Contest - finding repeating substrings

AM (23 december 2004) Here is a little puzzle for the days around Christmas and the Gregorian New Year:

Given a piece of text (where all whitespace has been replaced by single spaces, to make it less ambiguous), such as the description of the Endekalogue, are there any substrings of given length (longer than, say, 10 characters) that appear at least twice?

Requirements:

  • It should be a pure Tcl script that finds the answer for an arbitrary piece of text
  • It should be "best" in some way

The best solutions are either:

  • the shortest (smallest size of the code for any artistic but consistent definition of size)
  • the fastest (as measured by the [time] command)
  • the least number of command executions (as measured by the [info cmdcount] command)
  • the most fantastic use of regular expressions
  • the most obfuscated
  • the most elegant variation on the question (such as presenting a histogram of repeated substrings during the computation ...)
  • the best in any other challenging category

Rewards for each category: honorary mention on the Wiki

Add your solutions below!

Disclaimer: I have no other intention with this contest than the contest itself - it just struck me that I would not know how to solve it using [regexp], but I considered the use of regexps for about 10 seconds ....


adavis Does this fit the bill?...

 # Text to be checked for repeated substrings.
 set testtext "well then, has this got some repeated strings? this is a test string"

 # Length of required substrings minus one.
 set findlength 3

 for {set i 0} {$i <= [expr {[string length $testtext] - $findlength}]} {incr i} {
    set teststring [string range $testtext $i [expr {$i + $findlength}]]
    if {[catch {incr result($teststring)}]} {set result($teststring) 1}
 }

 parray result

...I've used short text and substring for clarity.
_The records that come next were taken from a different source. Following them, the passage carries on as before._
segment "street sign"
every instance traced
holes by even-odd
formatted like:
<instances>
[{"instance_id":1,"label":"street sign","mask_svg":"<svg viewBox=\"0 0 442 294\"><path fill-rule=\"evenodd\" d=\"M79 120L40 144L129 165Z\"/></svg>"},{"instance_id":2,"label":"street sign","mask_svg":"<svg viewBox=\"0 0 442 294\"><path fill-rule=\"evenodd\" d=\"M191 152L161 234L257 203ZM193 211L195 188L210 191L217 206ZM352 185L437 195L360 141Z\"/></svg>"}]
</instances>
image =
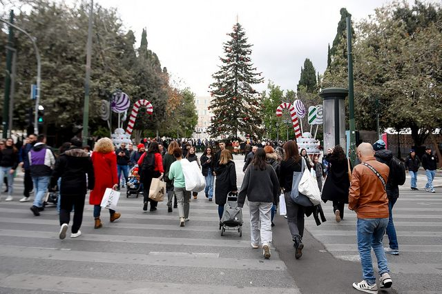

AM Yes, seems a winner sofar (23 december 10:10 GMT) :)

AM I should have thought a bit longer about regexps, here is a solution with a single pattern:

 set testtext "..." ;# As above
 regexp {(.{3,}).*\1} $text => str
 puts "$str"

gives: " th" after thinking very hard ... Not the longest, but at least one that is repeated.

(As for speed:

 [AM] solution: 10387172 microseconds per iteration
 [adavis] solution: 4946 microseconds per iteration

)


Peter Spjuth: I tried the variation of finding the longest.

Inspired by Arjen's regexp I did this very slow thingy:

 set minlength 4
 set start 0
 while {[regexp -indices -start $start "(.{$minlength,}).*\\1" $testtext => ixs]} {
    foreach {si ei} $ixs break
    set minlength [expr {$ei - $si + 2}]
    set start [expr {$si + 1}]
 }
 puts \"[string range $testtext $si $ei]\"

A faster one:

 # Find the longest repeated substring
 proc findLongestSubstring {str {minlen 5}} {
    set len [string length $str]
    set first 0
    set last -1

    for {set t 0 ; set u [expr {$minlen - 1}]} {$u < $len} {incr u} {
        if {[string first [string range $str $t $u] $str [expr {$u + 1}]] >= 0} {
            set first $t
            set last  $u
        } else {
            incr t
        }
    }

    string range $str $first $last
 }

DKF: Hmm, why is the regexp version so slow? This experiment is a little better, but still not great...

 for {set i 0;set len 0} {$i+$len < [string length $testtext]} {incr i} {
    regexp -start $i {(.+).*\1} $testtext -> matched
    if {[string length $matched] > $len} {
       puts >>$matched<<
       set len [string length $matched]
    }
 }